Harvest Utilities#

This module provides the Harvester class to aggregate, analyze, and visualize evaluation results across multiple reinforcement learning models and environments.

It computes metrics like Final Return, IQM (Interquartile Mean), and AULC (Area Under Learning Curve), and generates publication-ready plots and CSV/Markdown tables.

Classes#

class objectrl.utils.harvest_utils.Harvester(config: HarvestConfig)[source]#

Bases: object

Collects, processes, and visualizes evaluation results for multiple models across various environments.

This class is designed to aggregate performance metrics like Final Return, Interquartile Mean (IQM), and Area Under the Learning Curve (AULC), and generate publication-ready plots and tables.

Parameters:

config (HarvestConfig) – Configuration object containing paths, model/env names, seeds, plotting parameters, and verbosity settings.

config#

Configuration object with harvesting settings.

Type:

HarvestConfig

metrics#

List of metrics to compute and visualize.

Type:

list[str]

results#

Nested dictionary to store metric results.

Type:

dict[str, dict[str, dict[str, list[float]]]]

curves#

Nested dictionary to store learning curves for each model and environment.

Type:

dict[str, dict[str, dict[str, Any]]]

__init__(config: HarvestConfig) None[source]#

Initialize the Harvester with a configuration object.

Parameters:

config (HarvestConfig) – Configuration containing paths, model/env names, seeds, plotting parameters, and verbosity settings.

Returns:

None

initialize_data_stores() None[source]#

Prepare internal data structures to store metric results and learning curves.

Parameters:

None

Returns:

None

get_result_file_path(env: str, model: str, seed: int) PathLike | None[source]#

Get the file path to the latest evaluation results for a specific setting.

Parameters:
  • env (str) – Environment name.

  • model (str) – Model name.

  • seed (int) – Seed index.

Returns:

Full path to result .npy file, or None if not found.

Return type:

os.PathLike | None

smooth_curve(x: ndarray) ndarray[source]#

Smooth a learning curve using a moving average defined in config.

Parameters:

x (np.ndarray) – Raw curve array (e.g., rewards over time).

Returns:

Smoothed version of input array.

Return type:

np.ndarray

Raises:

ValueError – If window is invalid or larger than the array length.

collect_results() None[source]#

Load results from disk and compute summary metrics (Final, IQM, AULC).
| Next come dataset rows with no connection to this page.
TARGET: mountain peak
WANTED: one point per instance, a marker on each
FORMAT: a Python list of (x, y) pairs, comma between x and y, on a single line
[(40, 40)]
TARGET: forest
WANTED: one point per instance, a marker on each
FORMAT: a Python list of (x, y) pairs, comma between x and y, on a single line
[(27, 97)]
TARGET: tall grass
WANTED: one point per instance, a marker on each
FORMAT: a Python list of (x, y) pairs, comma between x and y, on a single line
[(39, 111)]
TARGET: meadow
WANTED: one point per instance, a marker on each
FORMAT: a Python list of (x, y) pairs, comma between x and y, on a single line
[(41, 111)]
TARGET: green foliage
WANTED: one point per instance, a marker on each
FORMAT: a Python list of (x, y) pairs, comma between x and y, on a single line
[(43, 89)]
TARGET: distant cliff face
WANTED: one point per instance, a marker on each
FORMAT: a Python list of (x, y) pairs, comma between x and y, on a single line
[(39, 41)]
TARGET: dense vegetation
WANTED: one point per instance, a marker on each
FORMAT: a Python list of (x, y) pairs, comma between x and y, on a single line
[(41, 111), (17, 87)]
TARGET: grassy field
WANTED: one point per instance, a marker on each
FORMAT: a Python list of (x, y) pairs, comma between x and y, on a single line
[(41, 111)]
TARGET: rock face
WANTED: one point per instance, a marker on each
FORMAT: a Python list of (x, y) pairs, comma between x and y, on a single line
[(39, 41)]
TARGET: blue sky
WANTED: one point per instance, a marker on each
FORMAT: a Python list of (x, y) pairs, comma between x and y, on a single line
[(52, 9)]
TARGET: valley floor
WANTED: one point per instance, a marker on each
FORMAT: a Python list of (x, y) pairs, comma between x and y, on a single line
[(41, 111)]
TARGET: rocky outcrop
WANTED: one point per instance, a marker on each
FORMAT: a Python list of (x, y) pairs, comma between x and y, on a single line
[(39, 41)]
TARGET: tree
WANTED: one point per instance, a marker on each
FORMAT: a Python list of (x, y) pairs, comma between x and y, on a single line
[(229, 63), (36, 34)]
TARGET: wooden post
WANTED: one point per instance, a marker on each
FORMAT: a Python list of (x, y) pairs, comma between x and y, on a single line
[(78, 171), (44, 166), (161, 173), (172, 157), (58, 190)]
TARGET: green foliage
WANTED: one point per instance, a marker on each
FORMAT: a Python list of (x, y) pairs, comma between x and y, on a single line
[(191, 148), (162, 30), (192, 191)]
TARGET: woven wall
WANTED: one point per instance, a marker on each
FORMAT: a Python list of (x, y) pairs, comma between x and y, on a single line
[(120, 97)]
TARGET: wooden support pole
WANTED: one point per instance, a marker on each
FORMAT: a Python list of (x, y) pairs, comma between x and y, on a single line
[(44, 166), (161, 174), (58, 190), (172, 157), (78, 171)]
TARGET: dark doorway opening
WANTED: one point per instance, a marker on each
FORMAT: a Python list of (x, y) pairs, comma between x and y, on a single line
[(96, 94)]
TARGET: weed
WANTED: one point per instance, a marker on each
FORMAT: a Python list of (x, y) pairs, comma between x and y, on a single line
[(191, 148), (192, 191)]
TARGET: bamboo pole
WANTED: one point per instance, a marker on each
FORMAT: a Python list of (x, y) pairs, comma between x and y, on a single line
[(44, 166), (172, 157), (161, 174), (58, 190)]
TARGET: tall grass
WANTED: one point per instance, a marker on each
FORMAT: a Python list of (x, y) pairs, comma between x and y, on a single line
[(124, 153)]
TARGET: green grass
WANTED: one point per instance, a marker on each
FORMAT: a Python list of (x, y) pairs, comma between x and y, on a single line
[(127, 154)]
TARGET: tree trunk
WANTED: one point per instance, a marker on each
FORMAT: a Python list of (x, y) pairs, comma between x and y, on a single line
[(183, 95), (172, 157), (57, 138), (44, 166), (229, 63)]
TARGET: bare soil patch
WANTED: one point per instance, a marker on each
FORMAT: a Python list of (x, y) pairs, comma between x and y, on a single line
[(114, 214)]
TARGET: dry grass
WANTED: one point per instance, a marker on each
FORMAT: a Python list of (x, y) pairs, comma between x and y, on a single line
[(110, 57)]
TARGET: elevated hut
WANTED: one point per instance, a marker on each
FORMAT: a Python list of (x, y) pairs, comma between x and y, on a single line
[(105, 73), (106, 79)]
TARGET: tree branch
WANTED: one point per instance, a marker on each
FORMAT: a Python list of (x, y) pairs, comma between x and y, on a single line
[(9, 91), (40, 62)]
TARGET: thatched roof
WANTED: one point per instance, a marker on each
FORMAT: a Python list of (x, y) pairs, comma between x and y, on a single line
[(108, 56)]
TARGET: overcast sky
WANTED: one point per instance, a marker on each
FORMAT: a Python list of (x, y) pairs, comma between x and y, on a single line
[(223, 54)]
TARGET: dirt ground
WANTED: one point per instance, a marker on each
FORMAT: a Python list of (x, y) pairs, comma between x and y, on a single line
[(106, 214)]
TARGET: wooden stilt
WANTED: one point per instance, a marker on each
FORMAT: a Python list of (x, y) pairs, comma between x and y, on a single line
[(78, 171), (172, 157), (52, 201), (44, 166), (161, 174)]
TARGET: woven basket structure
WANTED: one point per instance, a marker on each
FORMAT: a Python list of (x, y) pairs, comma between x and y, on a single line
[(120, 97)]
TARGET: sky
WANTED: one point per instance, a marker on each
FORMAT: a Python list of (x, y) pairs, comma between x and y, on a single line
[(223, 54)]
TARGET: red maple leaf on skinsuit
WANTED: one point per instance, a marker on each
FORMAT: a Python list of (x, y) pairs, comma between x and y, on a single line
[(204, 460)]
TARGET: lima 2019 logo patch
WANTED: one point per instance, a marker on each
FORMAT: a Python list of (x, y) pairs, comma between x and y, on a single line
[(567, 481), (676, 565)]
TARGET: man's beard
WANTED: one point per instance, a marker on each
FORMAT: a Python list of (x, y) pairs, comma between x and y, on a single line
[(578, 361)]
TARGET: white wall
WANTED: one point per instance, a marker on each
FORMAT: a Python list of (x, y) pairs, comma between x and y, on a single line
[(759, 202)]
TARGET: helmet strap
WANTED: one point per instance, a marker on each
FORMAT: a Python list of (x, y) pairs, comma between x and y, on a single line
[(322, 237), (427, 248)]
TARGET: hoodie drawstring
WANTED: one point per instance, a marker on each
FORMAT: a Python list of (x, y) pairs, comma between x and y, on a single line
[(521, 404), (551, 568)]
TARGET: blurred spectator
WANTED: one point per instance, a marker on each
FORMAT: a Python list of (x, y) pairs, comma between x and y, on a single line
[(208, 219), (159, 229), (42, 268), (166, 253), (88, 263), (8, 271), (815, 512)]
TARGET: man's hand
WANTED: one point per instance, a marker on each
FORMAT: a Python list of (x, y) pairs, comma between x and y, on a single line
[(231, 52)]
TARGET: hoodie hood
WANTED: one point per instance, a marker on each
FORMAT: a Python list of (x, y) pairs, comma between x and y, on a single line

Also smooth and store all evaluation curves for each model and seed.

Parameters:

None

Returns:

None

format_model_name(model: str) str[source]#

Convert model name to uppercase for presentation.

Parameters:

model (str) – Original model identifier.

Returns:

Formatted model name (uppercase).

Return type:

str

_plot_model_metrics(env: str, model: str, ax: Any, ax_env: Any, df_env: DataFrame, df_all: DataFrame) tuple[DataFrame, DataFrame][source]#

Plot a learning curve for a single model, add metrics to dataframes.

Parameters:
  • env (str) – Name of the environment.

  • model (str) – Name of the model.

  • ax (Any) – Axes for combined figure (all environments).

  • ax_env (Any) – Axes for individual environment figure.

  • df_env (pd.DataFrame) – Environment-specific metrics table.

  • df_all (pd.DataFrame) – Aggregated table for all metrics.

Returns:

Updated environment and global results.

Return type:

tuple[pd.DataFrame, pd.DataFrame]

plot_results() None[source]#

Generate all visualizations and metric tables: - One plot per environment. - One aggregate plot for all environments. - CSV and Markdown outputs.

Parameters:

None

Returns:

None

harvest() None[source]#

Execute the full harvesting pipeline: - Collect results from files. - Compute statistics. - Generate plots and output tables.

Parameters:

None

Returns:

None

Key Features#

  • Collect evaluation results from disk for multiple seeds.

  • Compute metrics such as Final, IQM, AULC.

  • Smooth learning curves using configurable moving average.

  • Generate per-environment and global plots.

  • Output results as .csv, .md, .png, and .pdf.

Typical Workflow#

harvester = Harvester(config)
harvester.harvest()

This will:

  1. Load and process evaluation results.

  2. Compute statistical summaries.

  3. Save visualizations and tables in config.result_path.